Performing artists are increasingly looking to mobile to prop up flagging recorded music revenues. And record labels are increasingly being left out of the loop. Digital offerings such as ringtones and online, full-track downloads have failed to offset “freefalling CD sales,” according to a report released last week by eMarketer. And the downturn will continue, the market research firm predicted, with worldwide spending on recorded music falling 16% from 2006 to 2011.
So some musicians are reaching out to music lovers through their phones in an effort to stoke their fan bases. Kylie Minogue earlier this month launched a mobile social networking site-said to be the first for a major pop act-encouraging fans to connect with each other and share photos as they check out tour dates and other information about the Australian singer. The site also serves as a storefront, hawking EMI-licensed ringtones and mobile wallpapers as well as singles and entire albums.
Cheaper promotion costs
Other artists are using free mobile content to lure fans. Followers of Drop Dead, Gorgeous, a Denver-based post-punk band with Geffen/Suretone Records, can send a text to a short code to receive a 30-second clip of the group’s latest video.

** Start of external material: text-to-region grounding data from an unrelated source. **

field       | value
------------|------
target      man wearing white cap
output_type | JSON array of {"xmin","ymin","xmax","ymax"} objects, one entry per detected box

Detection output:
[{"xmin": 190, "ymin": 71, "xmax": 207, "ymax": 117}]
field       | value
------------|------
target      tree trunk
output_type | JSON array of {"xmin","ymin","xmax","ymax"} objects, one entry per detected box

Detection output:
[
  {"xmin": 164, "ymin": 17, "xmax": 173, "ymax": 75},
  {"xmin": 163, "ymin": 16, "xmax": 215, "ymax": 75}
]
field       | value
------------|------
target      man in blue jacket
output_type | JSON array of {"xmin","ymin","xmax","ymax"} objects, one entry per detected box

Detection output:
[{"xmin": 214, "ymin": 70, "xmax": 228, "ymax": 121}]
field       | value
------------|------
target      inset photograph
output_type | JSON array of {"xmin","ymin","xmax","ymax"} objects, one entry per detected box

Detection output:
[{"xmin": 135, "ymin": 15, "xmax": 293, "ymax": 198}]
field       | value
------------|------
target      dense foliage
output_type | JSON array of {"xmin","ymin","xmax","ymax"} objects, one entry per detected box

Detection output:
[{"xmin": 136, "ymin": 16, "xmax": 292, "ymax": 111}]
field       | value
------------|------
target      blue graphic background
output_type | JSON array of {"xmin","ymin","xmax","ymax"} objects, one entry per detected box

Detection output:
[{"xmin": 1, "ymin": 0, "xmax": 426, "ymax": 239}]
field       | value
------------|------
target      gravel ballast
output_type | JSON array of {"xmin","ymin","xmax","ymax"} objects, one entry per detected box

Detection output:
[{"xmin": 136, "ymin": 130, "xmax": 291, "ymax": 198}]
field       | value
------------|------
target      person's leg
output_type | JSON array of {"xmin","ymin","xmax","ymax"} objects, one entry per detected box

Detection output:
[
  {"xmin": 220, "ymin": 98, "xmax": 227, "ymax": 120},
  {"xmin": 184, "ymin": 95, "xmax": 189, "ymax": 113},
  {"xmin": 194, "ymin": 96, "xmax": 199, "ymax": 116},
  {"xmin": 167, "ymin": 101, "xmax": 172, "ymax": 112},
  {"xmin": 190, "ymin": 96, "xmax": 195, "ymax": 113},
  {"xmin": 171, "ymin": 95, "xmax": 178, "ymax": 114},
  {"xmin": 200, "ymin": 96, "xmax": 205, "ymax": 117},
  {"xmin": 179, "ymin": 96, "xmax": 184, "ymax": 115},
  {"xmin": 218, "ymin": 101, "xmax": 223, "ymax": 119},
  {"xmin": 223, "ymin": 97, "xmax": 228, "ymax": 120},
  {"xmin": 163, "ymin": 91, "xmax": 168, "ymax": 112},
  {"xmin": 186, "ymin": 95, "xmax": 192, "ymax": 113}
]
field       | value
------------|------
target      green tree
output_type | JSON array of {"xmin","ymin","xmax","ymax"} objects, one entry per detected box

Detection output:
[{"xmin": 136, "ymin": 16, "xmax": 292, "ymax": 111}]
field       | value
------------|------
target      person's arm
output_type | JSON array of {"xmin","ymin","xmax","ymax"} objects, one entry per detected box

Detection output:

“We were founded two years ago primarily to be a place where basically anyone could create their own mobile service, make their campaigns or promotions mobile,” said Dorrian Porter, CEO of Mozes Inc., the Silicon Valley-based startup that powers the campaign. “As we started looking at (categories of content), music emerged as a natural starting point for the company.”
Mozes teams with both signed talent and independent artists to distribute content and power interactive mobile campaigns. Porter, a lawyer-cum-entrepreneur, said he spotted an opportunity to provide mobile marketing campaigns after the traditional players in the music chain failed to gain traction in wireless.
“A lot of the record labels and a lot of the artists really faced two main problems: It was pretty costly to start their own endeavors, and when they did, they weren’t successful,” explained Porter. “We heard from the labels that they kind of put mobile on the shelf in the last year or two.”
3Guppies, a Seattle-based startup, offers a similar-if less ambitious-technology for celebrities with MySpace pages. The company is pushing a widget that allows users to post files from their phones to pages in real-time and delivers text alerts to fans when pages are updated.
And bands that opt to leave carriers out of the mix entirely got a new mobile tool last week with the Bango Button. Artists can place the icon on their social networking pages, enabling fans to have music clips or photos sent directly to their handsets with just a few clicks.
Moonlife, a San Francisco-based synth/pop music group, is using the tool to deliver both free and premium ringtones and images to fans. And the duo is selling its wares without help from a record label.
New business models
The move mirrors-in concept, if not in scale-efforts by high-profile artists to moonlight as digital music distributors and keep revenues to themselves. Radiohead, a critically acclaimed band out of the United Kingdom, raised eyebrows last month when it distributed its latest CD “In Rainbows” online. Trent Reznor of Nine Inch Nails followed Radiohead’s lead, making his latest work available on the Internet without a label relationship.
Both efforts gave fans the ability to choose a price point. Radiohead listeners could set their own price for the CD-or could choose to pay nothing-while Reznor made a low-quality MP3 available free, charging $5 for the better-sounding counterpart. While results have been mixed-most fans paid nothing for “In Rainbows,” according to a study from comScore Inc.-the moves underscored the quickly-changing landscape under the music industry’s feet.
Unlike smaller artists, neither Reznor nor Radiohead need a record label to promote their offerings. Both acts have established fan bases, and both received substantial attention from the media as they targeted consumers directly. So while technology is providing more channels for artists to forge relationships with fans and distribute content, it may not be the best solution for sophisticated challenges like promoting artists and marketing their music.
For the labels to play a part, though, they’ll have to rethink their place in the value chain.
“I think this shift toward direct-to-consumer models, whether that’s coming directly from the label or from an artist, is an important shift,” Porter predicted. “I’m a big believer that the labels, with the money and the physical distribution that they have, are somehow going to end up O.K. That’s not to say that the labels aren’t going to have to change dramatically over the next five to seven years in terms of the model. . The likelihood is that an artist is going to need experts to navigate and build effective marketing campaigns. That’s still really important.”